The role of data exploration analysis is based on the use of objectives achieved as above. After formatting the data, the performed analysis indicates patterns and trends that help to take the proper actions required to meet the expected goals of the business. As we expect specific tasks to be done by any executive in a particular job position, it is expected that proper EDA will fully provide answers to queries related to a particular business decision. As data science involves building models for prediction, they require optimum data features to be considered by the model. Thus, EDA ensures that the correct ingredients in patterns and trends are made available for training the model to achieve the correct outcome, like a successful recipe. Therefore, carrying out the right EDA with the correct tool based on befitting data will help achieve the expected goal.

Unlock your potential with the best CBAP online course, designed to elevate your business analysis skills. Enroll now and embark on your path to success!

## Conclusion

In this article, we have understood the basics and importance of EDA (Exploratory Data Analysis), its role in data science, and its key objectives. We discussed the different types of EDA analysis and its tools, along with a brief comparison of graphical vs. non-graphical EDA. We learned a step-by-step example of an EDA for the healthcare field.

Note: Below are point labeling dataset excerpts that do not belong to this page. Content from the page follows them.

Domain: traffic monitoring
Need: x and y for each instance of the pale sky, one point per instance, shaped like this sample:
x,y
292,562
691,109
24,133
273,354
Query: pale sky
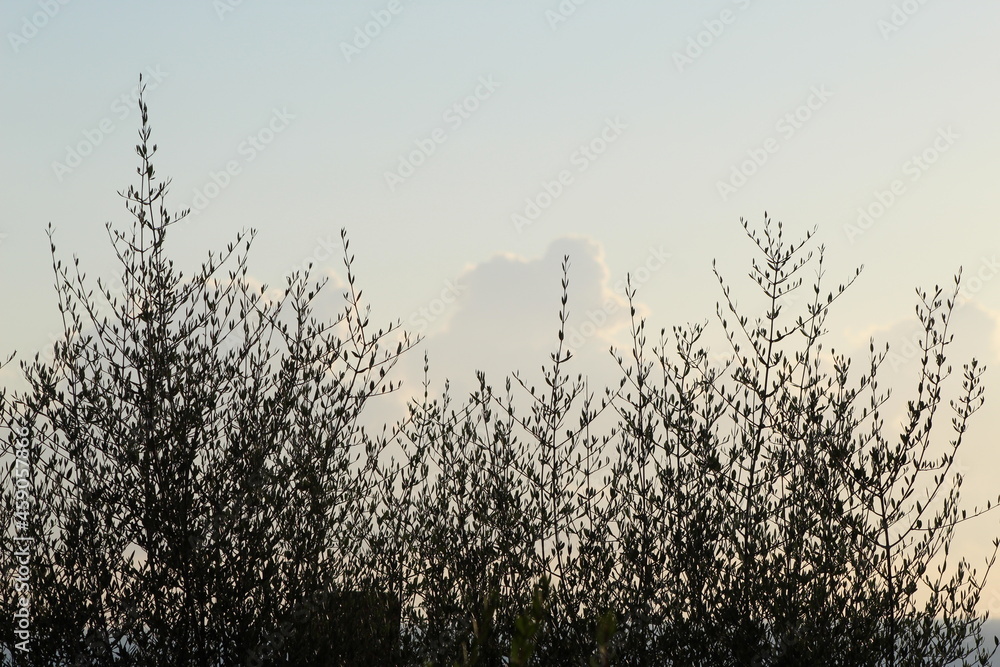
x,y
641,131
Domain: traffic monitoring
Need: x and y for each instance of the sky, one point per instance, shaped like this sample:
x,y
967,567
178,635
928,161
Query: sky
x,y
468,146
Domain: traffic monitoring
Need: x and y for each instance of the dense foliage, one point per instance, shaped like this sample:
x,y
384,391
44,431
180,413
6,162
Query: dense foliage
x,y
202,491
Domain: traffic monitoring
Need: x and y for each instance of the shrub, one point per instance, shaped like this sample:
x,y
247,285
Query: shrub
x,y
203,491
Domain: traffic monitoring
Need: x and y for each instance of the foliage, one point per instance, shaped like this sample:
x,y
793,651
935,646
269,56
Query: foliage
x,y
204,492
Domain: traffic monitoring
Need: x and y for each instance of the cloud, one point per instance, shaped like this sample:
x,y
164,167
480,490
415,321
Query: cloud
x,y
505,319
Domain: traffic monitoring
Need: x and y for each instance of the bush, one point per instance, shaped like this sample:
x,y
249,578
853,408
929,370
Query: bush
x,y
203,491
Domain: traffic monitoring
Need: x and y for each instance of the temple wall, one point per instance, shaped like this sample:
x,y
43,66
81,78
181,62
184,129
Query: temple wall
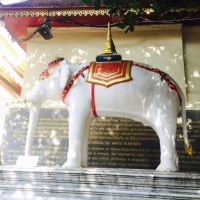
x,y
191,47
162,46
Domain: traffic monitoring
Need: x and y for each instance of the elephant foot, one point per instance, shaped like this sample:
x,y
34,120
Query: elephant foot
x,y
167,168
69,164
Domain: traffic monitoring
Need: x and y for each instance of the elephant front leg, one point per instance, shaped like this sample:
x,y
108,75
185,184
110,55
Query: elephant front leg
x,y
168,155
84,161
77,122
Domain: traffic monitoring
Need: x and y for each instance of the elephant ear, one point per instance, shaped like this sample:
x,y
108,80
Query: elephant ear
x,y
64,74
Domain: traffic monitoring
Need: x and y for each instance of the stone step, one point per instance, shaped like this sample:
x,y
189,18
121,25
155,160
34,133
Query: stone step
x,y
52,183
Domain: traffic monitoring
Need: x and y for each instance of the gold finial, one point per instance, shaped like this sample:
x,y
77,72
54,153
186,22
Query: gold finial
x,y
188,148
109,47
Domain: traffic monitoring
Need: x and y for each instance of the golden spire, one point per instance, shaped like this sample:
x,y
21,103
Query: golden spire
x,y
109,47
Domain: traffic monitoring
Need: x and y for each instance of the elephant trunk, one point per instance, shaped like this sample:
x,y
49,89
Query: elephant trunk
x,y
33,120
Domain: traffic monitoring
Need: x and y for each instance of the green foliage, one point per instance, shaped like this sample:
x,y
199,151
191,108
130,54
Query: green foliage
x,y
129,12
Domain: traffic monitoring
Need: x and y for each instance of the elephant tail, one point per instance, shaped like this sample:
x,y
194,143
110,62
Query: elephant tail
x,y
187,144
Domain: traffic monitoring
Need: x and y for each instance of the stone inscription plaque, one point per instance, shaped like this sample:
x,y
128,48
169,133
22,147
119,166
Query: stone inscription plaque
x,y
113,142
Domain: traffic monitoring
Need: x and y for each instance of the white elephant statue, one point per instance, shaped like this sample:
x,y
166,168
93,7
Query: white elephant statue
x,y
146,98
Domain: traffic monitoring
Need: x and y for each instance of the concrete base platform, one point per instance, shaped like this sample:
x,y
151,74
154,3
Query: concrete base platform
x,y
57,183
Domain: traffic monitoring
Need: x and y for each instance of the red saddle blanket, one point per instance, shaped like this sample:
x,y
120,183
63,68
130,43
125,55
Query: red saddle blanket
x,y
109,73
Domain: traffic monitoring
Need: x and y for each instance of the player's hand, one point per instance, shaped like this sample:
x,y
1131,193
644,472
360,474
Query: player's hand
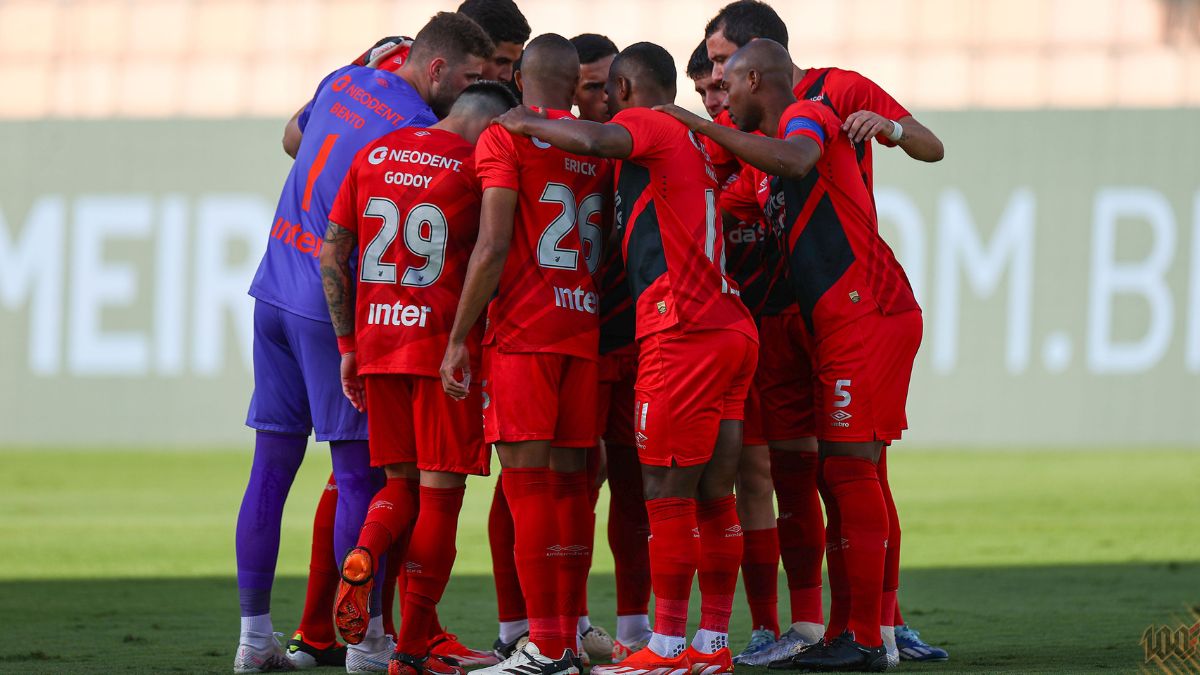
x,y
352,382
691,120
865,125
516,119
457,359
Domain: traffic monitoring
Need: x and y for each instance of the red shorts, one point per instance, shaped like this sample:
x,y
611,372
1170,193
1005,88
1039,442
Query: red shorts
x,y
687,384
529,396
411,419
785,381
618,371
863,374
751,428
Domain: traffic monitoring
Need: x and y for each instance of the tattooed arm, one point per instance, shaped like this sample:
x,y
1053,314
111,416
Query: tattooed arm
x,y
335,278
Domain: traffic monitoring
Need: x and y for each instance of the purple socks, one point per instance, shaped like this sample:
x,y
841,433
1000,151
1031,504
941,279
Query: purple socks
x,y
357,485
276,459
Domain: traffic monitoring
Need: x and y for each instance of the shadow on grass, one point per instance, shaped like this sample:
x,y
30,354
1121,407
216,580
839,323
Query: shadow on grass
x,y
995,620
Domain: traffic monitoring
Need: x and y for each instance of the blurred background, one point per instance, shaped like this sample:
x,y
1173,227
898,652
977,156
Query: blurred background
x,y
1055,250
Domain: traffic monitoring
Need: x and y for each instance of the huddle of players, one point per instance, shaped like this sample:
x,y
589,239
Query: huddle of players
x,y
514,219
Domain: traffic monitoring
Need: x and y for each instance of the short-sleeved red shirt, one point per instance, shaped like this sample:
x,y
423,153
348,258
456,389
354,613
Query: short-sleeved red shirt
x,y
845,93
839,266
666,213
413,198
547,300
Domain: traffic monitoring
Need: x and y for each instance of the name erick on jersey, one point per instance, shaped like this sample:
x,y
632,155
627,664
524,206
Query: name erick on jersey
x,y
839,266
666,215
413,199
352,107
546,302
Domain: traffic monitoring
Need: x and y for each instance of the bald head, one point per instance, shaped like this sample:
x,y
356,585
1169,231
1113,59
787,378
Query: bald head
x,y
550,69
642,75
768,59
759,77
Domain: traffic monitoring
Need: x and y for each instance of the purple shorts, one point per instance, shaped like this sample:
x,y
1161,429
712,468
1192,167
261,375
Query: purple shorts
x,y
298,383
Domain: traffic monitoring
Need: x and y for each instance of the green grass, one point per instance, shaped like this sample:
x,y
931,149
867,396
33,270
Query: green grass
x,y
1015,561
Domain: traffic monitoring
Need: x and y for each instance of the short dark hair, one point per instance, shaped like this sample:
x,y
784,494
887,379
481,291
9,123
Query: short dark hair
x,y
700,65
648,60
745,19
451,36
495,93
593,47
501,19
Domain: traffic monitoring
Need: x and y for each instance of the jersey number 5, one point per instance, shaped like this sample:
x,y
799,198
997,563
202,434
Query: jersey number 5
x,y
550,254
425,236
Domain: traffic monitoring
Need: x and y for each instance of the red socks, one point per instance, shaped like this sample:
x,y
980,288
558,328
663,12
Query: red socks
x,y
389,518
317,622
629,530
760,577
675,555
888,609
427,565
863,527
802,539
509,601
529,493
574,559
720,556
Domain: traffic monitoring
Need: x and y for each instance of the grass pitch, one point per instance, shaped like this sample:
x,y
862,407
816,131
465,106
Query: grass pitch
x,y
1029,561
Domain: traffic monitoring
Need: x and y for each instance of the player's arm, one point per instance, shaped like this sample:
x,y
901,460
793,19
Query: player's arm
x,y
790,157
293,135
335,279
915,138
577,137
496,216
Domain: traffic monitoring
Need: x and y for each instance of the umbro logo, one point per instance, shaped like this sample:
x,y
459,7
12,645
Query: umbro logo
x,y
571,550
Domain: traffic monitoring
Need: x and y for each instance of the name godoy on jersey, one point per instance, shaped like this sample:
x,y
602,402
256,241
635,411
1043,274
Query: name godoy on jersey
x,y
413,199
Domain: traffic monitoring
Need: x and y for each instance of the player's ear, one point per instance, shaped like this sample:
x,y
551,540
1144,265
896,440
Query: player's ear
x,y
437,69
623,89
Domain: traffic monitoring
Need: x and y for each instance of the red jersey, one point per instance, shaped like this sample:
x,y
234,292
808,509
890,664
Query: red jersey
x,y
546,300
753,254
839,266
845,93
617,323
666,213
413,198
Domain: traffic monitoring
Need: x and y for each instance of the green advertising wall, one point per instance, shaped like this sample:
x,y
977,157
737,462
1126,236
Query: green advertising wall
x,y
1056,256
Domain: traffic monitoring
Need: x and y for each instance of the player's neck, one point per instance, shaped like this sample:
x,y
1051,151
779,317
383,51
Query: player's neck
x,y
798,75
414,79
773,109
537,97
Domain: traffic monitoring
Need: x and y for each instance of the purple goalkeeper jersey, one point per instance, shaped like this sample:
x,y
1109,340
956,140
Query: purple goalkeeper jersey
x,y
353,106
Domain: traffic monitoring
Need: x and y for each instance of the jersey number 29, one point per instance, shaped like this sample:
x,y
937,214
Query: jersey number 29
x,y
425,236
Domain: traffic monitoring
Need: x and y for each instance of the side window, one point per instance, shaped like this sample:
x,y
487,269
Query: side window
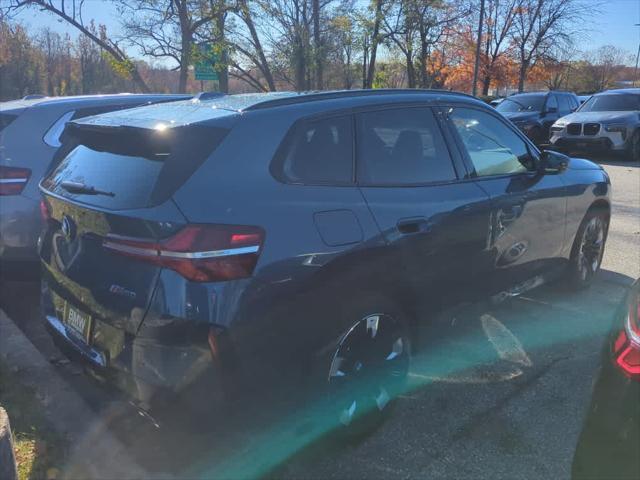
x,y
401,147
551,102
575,102
318,152
493,147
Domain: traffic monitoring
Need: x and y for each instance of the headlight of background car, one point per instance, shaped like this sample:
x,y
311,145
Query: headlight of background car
x,y
617,127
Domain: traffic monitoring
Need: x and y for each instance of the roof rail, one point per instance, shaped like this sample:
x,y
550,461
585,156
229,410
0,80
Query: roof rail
x,y
313,96
207,96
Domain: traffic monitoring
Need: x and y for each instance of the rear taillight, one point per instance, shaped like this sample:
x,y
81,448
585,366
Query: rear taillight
x,y
202,253
627,345
13,180
44,211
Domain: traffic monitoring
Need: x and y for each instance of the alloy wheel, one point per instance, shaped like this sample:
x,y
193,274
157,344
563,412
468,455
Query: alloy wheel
x,y
369,367
591,248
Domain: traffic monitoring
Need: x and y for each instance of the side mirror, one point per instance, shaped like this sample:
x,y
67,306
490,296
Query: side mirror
x,y
553,162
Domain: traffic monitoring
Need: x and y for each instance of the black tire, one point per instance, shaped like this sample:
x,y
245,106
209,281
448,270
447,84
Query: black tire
x,y
633,151
588,249
367,368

Some key takeaways from this article are:

- EDA is subjective as it summarizes the features and characteristics of a dataset. So, depending on the project, data scientists can choose from the various plots discussed in this article to explore the data before applying machine learning algorithms.
- Since the nature of EDA depends on the data, we can say that it is an approach instead of a defined process.
- EDA presents hidden insights from data through visualizations such as graphs and plots.
- Graphical and non-graphical statistical methods can be used to perform EDA.
- Univariate analysis is simpler than multivariate analysis.
- The success of any EDA will depend on the quality and quantity of data, the choice of tools and visualization, and its proper interpretation by a data scientist.
- EDA is crucial in AI-driven businesses such as retail, e-commerce, banking and finance, agriculture, healthcare, and so on.